Textism


Embedded video is broken

1 May 2008, 3pm

The highlights of my first trip to Europe, at the age of nineteen, were as follows: getting mugged at knifepoint by a tweaking mass of dreadlocks in Amsterdam (followed by a delightfully sleepless, dehydrated night in a hostel built by Satan himself); hearing, with stunned disbelief, a person of Japanese heritage speak in a cockney accent; and sitting on a Tate Gallery bench staring at the paintings of Francis Bacon, whose work I spent all my late teens and early twenties pretending to understand (still don’t, twenty years on, but continue to enjoy the hell out of).

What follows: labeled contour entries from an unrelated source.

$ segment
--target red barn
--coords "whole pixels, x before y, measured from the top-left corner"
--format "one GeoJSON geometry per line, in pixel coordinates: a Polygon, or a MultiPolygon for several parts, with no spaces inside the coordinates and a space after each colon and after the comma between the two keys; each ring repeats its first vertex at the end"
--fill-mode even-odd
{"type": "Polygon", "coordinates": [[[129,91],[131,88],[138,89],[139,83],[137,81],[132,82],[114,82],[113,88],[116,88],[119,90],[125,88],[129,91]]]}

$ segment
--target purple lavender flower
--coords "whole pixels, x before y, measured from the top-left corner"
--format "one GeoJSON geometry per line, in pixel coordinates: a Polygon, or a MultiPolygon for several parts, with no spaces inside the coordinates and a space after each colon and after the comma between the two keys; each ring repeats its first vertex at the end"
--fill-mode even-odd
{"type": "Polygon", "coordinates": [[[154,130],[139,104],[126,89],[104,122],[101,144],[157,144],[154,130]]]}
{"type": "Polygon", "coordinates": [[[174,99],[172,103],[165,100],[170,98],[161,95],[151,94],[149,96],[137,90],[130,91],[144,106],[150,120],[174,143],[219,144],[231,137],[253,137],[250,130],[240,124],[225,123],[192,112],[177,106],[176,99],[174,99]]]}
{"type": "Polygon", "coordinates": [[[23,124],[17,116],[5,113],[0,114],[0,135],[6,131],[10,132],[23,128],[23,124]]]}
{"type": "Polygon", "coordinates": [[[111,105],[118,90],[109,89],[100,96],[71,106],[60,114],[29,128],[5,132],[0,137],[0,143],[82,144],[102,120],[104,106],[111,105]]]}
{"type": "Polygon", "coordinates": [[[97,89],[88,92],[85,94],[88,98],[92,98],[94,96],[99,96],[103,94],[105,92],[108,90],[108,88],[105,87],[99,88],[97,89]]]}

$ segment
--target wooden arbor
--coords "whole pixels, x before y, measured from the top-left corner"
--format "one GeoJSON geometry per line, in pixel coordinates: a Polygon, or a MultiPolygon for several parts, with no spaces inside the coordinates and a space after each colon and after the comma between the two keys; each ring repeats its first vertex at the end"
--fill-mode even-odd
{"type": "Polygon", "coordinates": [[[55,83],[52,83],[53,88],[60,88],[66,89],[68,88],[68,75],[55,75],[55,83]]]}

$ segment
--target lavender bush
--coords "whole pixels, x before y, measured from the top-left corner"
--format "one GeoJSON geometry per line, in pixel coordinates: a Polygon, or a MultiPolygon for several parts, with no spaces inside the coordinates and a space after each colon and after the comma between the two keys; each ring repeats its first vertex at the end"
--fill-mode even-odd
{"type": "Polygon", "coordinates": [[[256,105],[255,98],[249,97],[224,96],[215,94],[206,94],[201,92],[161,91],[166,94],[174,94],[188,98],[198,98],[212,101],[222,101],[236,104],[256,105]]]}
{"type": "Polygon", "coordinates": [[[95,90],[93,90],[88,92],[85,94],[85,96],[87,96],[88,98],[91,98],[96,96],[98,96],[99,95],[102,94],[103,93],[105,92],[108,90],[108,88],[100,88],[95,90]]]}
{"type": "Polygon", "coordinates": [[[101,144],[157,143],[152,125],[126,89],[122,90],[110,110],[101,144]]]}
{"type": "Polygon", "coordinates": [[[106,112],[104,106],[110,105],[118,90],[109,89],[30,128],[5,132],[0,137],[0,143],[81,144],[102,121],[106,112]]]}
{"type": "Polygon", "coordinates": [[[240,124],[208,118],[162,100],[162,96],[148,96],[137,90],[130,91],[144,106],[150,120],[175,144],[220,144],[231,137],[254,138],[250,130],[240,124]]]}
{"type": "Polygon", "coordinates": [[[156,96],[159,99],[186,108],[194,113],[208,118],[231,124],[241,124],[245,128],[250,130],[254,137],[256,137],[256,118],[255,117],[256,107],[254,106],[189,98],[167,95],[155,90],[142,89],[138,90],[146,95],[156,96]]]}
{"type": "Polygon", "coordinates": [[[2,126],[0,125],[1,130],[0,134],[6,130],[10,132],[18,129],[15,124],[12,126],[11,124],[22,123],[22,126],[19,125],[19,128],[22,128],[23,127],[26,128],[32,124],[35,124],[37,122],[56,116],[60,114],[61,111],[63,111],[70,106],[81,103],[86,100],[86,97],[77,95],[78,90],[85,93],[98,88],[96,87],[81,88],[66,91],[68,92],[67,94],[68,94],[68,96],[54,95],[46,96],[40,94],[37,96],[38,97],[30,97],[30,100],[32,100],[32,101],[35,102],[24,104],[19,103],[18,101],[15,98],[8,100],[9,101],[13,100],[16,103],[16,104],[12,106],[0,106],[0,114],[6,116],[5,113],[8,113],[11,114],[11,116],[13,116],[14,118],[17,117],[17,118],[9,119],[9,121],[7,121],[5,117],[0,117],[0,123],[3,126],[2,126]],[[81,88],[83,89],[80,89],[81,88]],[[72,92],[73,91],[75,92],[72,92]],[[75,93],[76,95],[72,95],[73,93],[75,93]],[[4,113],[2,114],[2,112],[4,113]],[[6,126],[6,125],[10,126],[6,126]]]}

I was going to tell you about this magnificent South Bank Show on Bacon, made around the same time as that trip (the best bit is the lunch, but do watch all six parts), and now that I’ve done that (just there, a few words back) I realise it’s been, what, twenty seconds since I rattled on all high and mighty and finger-pointy about some user interface issue, so let us then consider for a moment that embedded video is broken.

To my mind the point of failure lies at offering only two options to the viewer: stay locked onto the web page, which, no matter the site, is like watching a dancing bear on a television being carried by a dancing bear, or go full-screen, which, given both the resolution thang and one’s god-given ability to perform more than one activity at a time, is rarely attractive.

I know it’s possible to sneak in the back door of some video sharing sites and download files to watch on a standalone player, but that’s no solution to the problem.

This happens several times a day: I find myself at Youtube or Vimeo or Brightcove or wherever, begin watching something interesting, and immediately start looking for a way to put that in a corner of my screen so I can continue working or doing, um, research, and cast my eyes back to it whenever interest demands I do so. This evidently can’t be done using any of the popular embedded video gear, so I end up resizing the browser window (which results in layout chaos) and opening up a fresh window to resume what I was doing before. This is lame, this is broken.

Please Mr Internets, make a standard embedded video solution that allows us to pop up an actual-size window in which to watch the dancing bears while we continue to save the world. Thanks in advance.